Le rôle du syndicat méconnu en matière de handicap

Travailler à l’égalité par Béatrice Clicq, Clarisse Josselin, Roxane Idoudi, Serge Legagnoa, Yves Veyrier

Photographie : F. Blanc (CC BY-NC 2.0)

La 19e journée Travail et handicap s’est tenue le 18 décembre dans les Salons de l’Aveyron à Paris avec 350 participants. Le thème retenu était « l’action du syndicat en faveur de l’emploi des travailleurs en situation de handicap ».

Plus d’une vingtaine d’intervenants se sont succédé à la tribune de la 19e journée travail et handicap pour venir témoigner et présenter leurs actions en matière d’emploi des personnes en situation de handicap. Parmi eux des élus FO, des responsables de structures, des mandatés FO sur le handicap mais aussi des acteurs du monde du handicap au niveau national et des médecins du travail. L’objectif était notamment un échange de bonnes pratiques, d’informations et d’outils sur l’action du syndicat en faveur de ces travailleurs.

On compte en France 2,3 millions de personnes en situation de handicap, dont 900 000 bénéficient d’une reconnaissance administrative. Leur taux de chômage atteint 19%, soit le double des travailleurs valides. Les entreprises d’au moins 20 salariés ont l’obligation d’employer a minima 6% de travailleurs handicapés dans leurs effectifs. Mais on n’y est pas, il y a encore beaucoup à faire, a regretté Yves Veyrier, secrétaire général de FO, en introduction de cette journée.

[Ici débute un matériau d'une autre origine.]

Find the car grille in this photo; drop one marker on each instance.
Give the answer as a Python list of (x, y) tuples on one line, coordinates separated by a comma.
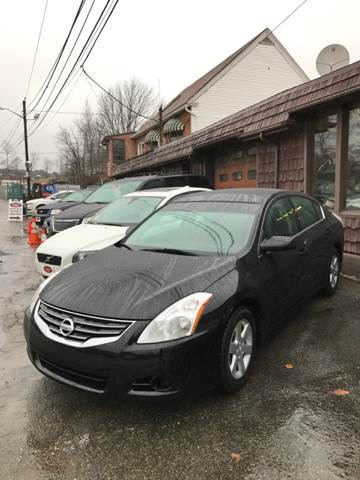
[(50, 259), (43, 211), (85, 327), (60, 225)]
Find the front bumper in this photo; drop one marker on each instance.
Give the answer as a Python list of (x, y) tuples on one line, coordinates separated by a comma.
[(124, 368)]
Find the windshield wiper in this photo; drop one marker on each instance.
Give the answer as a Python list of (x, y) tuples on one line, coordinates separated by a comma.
[(175, 251), (123, 245)]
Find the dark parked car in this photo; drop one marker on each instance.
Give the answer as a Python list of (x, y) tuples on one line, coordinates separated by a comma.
[(182, 302), (113, 190), (70, 201)]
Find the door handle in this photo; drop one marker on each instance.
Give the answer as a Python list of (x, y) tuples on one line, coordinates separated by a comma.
[(305, 246)]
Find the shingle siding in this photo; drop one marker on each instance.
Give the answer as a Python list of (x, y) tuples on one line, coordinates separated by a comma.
[(260, 74)]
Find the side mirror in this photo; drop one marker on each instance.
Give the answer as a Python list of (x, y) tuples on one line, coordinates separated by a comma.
[(277, 244)]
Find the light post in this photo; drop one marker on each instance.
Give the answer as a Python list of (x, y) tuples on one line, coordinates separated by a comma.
[(27, 161)]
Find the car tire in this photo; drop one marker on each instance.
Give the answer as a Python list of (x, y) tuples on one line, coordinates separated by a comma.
[(332, 274), (237, 351)]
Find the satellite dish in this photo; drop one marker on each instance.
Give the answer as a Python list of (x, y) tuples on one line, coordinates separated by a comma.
[(332, 58)]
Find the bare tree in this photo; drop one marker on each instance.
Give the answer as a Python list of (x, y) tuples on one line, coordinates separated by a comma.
[(47, 165), (136, 95), (71, 154)]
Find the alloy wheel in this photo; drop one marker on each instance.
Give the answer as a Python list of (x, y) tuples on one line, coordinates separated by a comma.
[(240, 348)]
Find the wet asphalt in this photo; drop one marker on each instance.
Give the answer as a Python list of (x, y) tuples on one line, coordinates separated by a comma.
[(287, 423)]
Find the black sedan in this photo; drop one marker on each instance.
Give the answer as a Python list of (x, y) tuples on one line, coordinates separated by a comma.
[(44, 212), (182, 302)]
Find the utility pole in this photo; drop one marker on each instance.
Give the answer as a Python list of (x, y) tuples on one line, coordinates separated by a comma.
[(27, 161), (161, 125)]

Serge Legagnoa, secrétaire confédéral chargé de la protection sociale, a déploré que 95% des procédures d’inaptitude aboutissent à un licenciement, et que 5 à 10 % des salariés sont menacés de perdre leur emploi à court ou moyen terme pour une question de santé. L’une des priorités du plan santé au travail 2016-2020 porte sur la lutte contre la désinsertion professionnelle, a-t-il expliqué. Et pour la prévenir, l’adaptation du poste doit être prise le plus en amont possible.

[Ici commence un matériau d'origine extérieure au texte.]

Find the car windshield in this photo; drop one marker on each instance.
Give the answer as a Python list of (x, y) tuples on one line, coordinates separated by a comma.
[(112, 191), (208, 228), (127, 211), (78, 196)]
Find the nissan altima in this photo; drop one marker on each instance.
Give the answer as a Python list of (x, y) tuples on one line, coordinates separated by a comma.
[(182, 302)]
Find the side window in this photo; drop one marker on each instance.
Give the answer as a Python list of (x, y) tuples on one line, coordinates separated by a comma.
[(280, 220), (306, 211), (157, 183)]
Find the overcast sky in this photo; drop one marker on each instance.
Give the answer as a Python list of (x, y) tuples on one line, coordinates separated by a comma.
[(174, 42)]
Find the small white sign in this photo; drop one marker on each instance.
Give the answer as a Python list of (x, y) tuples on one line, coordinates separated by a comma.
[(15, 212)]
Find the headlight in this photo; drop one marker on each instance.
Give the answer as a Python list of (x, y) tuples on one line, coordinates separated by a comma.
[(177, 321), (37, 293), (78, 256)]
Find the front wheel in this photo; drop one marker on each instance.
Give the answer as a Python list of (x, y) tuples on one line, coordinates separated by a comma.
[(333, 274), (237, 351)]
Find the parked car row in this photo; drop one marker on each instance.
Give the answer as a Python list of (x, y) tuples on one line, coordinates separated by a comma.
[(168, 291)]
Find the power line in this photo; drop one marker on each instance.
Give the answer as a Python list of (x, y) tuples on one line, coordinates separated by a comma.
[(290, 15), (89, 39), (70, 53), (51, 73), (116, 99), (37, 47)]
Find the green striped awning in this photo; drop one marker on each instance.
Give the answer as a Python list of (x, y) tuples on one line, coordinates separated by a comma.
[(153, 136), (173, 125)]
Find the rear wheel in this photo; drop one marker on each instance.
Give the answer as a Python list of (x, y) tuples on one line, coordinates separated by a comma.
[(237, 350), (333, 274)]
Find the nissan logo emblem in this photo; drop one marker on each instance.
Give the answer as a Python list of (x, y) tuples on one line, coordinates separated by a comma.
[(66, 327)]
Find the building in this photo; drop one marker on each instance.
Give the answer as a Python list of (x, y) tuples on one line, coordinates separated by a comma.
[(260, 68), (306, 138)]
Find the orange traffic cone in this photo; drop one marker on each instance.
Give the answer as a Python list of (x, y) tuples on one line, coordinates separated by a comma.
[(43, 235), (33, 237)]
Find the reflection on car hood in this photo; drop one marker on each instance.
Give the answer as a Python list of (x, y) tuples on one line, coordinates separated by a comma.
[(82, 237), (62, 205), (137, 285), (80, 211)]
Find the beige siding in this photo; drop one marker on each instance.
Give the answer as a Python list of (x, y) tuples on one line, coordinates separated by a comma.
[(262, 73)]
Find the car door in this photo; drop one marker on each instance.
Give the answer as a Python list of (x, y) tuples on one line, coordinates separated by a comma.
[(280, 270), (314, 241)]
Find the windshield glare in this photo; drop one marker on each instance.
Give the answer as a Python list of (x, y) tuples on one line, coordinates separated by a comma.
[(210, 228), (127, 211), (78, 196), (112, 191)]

Les femmes handicapées plus précaires et plus isolées

Dominique Gillot, présidente du Conseil National Consultatif des Personnes Handicapées (CNCPH), a elle aussi insisté sur la nécessité de l’anticipation en matière de réorientation professionnelle.

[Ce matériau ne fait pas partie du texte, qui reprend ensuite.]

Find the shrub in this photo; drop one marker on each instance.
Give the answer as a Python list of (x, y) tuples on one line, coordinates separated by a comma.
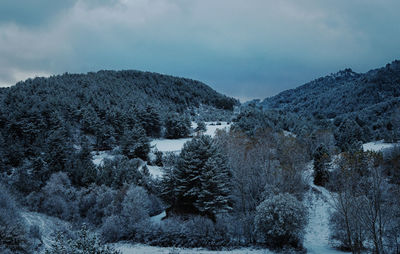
[(58, 197), (280, 221), (125, 217), (13, 234), (85, 243)]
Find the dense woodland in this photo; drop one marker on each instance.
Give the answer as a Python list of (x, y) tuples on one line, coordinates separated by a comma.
[(246, 186)]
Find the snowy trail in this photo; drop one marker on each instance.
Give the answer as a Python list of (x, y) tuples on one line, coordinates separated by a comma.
[(145, 249), (316, 239)]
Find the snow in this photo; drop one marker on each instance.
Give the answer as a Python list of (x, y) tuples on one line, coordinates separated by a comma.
[(378, 146), (157, 218), (289, 134), (169, 145), (155, 171), (127, 248), (176, 145), (212, 127), (98, 157), (48, 227), (316, 239)]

En 2018 et pour la deuxième fois, le handicap est la première cause de réclamation et de saisine du Défenseur des droits, soit un quart d’entre elles, a expliqué Patrick Gohet, adjoint au Défenseur des droits. Et les femmes handicapées sont majoritaires dans les saisines. Cela concerne d’abord l’emploi, que ce soit l’accès, le maintien, l’évolution de carrière ou l’adaptation à l’environnement.

Béatrice Clicq, secrétaire confédérale, est aussi intervenue sur la double discrimination subie par les femmes handicapées. Un pour cent des femmes handicapées sont des cadres contre 14% des femmes en emploi dans leur ensemble, a-t-elle précisé. Par ailleurs, les postes traditionnellement plus féminins comme le secrétariat, la vente ou l’aide à domicile sont moins accessibles aux femmes handicapées. En conséquence, elles sont moins en emploi, avec des salaires moins élevés, et souffrent davantage de précarité et d’isolement.

Autre statistique, les femmes avec des maladies chroniques perdent deux fois plus souvent leur emploi que les hommes dans la même situation. Entre 2001 et 2012, les accidents du travail touchant les femmes ont augmenté de 20%. Et les nouvelles reconnaissances de qualité de travailleur handicapé (RQTH) concernent surtout des femmes.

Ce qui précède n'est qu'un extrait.